Analysis shows how cotton took it on the chin in 2014 farm bill

Cotton growers were put at a disadvantage by the Agricultural Act of 2014's commodity title provisions.

Cotton producers are receiving, on average, 16 percentage points less revenue for their crop compared to growers who plant corn, soybeans, wheat, rice and peanuts, a National Cotton Council analysis indicates.

NCC leaders and the organization’s members have been criticized in some circles for seeking changes in the 2018 farm bill, including restoring cotton to its decades-old status as a program crop in the law’s commodity title.

The NCC analysis, which is being circulated among members of Congress, helps explain how cotton producers, whose crop was removed from the commodity title due, in part, to the adverse ruling in the WTO cotton case brought by Brazil, are getting the short end of the farm safety net stick under the 2014 farm bill.

“This is looking at total costs of production for cotton, and the bottom line here is just the market returns from cotton and cottonseed,” says Reece Langley, vice president, Washington operations for the Council. “This top line is if you add in any farm bill support.

“What this represents for cotton is that if between 2014 and 2016 you take our market revenue and that little bit of farm bill support that covered only 83 percent of our total cost of production on cotton. When we look at an average for the other major crops in the farm bill – corn, soybeans, wheat, rice and peanuts – the market revenue plus farm bill support for those five crops is about 99 percent of their cost of production.”

‘Hole we’re in for cotton’

Langley, speaking at the Southern Cotton Ginners Association’s summer meeting in Lafayette, La., said “That’s the discrepancy or the hole we’re in with cotton that we need to try to balance in this next farm bill.”

The chart he displayed at the Southern Cotton Ginners meeting showed a narrowing of the gap between the costs and returns for cotton in 2016. That was because of the $330 million provided cotton farmers through the Cotton Ginning Cost Share Program set up then-Agriculture Secretary Tom Vilsack.

The National Cotton Council is seeking a renewal of the cost-share program in 2017 for the 2016 crop. It and members of Congress are trying to persuade the White House Office of Management and Budget to approve the funding, which would probably exceed last year’s $330 million due to the increase in acres in 2016 over 2015.

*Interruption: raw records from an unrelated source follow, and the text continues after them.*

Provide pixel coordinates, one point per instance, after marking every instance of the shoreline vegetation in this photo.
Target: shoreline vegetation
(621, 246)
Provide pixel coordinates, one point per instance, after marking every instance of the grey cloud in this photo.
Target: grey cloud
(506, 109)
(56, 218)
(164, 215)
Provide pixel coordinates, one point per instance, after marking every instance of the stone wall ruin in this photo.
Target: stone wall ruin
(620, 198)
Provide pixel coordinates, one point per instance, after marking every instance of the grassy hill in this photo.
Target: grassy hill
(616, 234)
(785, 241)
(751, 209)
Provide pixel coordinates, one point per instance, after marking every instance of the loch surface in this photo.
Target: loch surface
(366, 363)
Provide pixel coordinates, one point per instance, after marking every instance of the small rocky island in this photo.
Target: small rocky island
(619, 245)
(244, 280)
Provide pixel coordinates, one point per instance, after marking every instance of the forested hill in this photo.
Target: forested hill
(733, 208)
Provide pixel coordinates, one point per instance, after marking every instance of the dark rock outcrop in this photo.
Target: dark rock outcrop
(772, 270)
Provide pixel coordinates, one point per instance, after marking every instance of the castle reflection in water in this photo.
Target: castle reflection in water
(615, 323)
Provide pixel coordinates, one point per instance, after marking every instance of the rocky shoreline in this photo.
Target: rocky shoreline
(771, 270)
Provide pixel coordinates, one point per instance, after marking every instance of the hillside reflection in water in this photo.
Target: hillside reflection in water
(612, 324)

Beyond that, the industry has a laundry list of objectives for the new farm bill ranging from finding funding for the farm bill to increasing market access funding for cotton exports. Langley outlined the Council’s efforts to get new farm bill language for such topics as generic base acres, payment limits, cottonseed as an oilseed and efforts to split the Supplemental Nutrition Assistance Program or food stamps from the farm bill.

Langley said a new method of calculating the Commodity Credit Corp. marketing loan rate caused the latter to dip to 49.5 cents per pound in recent months, one of the changes the NCC would like to see in the next farm bill.

Brazil case in WTO

“This dip is due to the change in the formula for calculating the loan rate that came about because of the Brazil WTO case,” he noted. “The AWP (adjusted world price) for cotton in 2015 was significantly lower and dropped the loan rate for 2017 to 49.5 cents. We expect it to bounce back to 52 cents for the 18 crop because of higher prices, but we may need to address that in the new farm bill.”

The administration has begun the process of renegotiating the North American Free Trade Agreement, a move which has raised concerns among many commodity organizations, including cotton, and the American Farm Bureau Federation.

“I mentioned earlier the new administration is going to be much more defensive in their trade posture and trade enforcement,” he noted. “While that could be helpful to us, it’s also something we have to be mindful of and hope they don’t go too far and jeopardize our markets. Five countries – Vietnam, China, Turkey, Indonesia and Mexico – represent about 60 percent of all our exports so they are critically important.”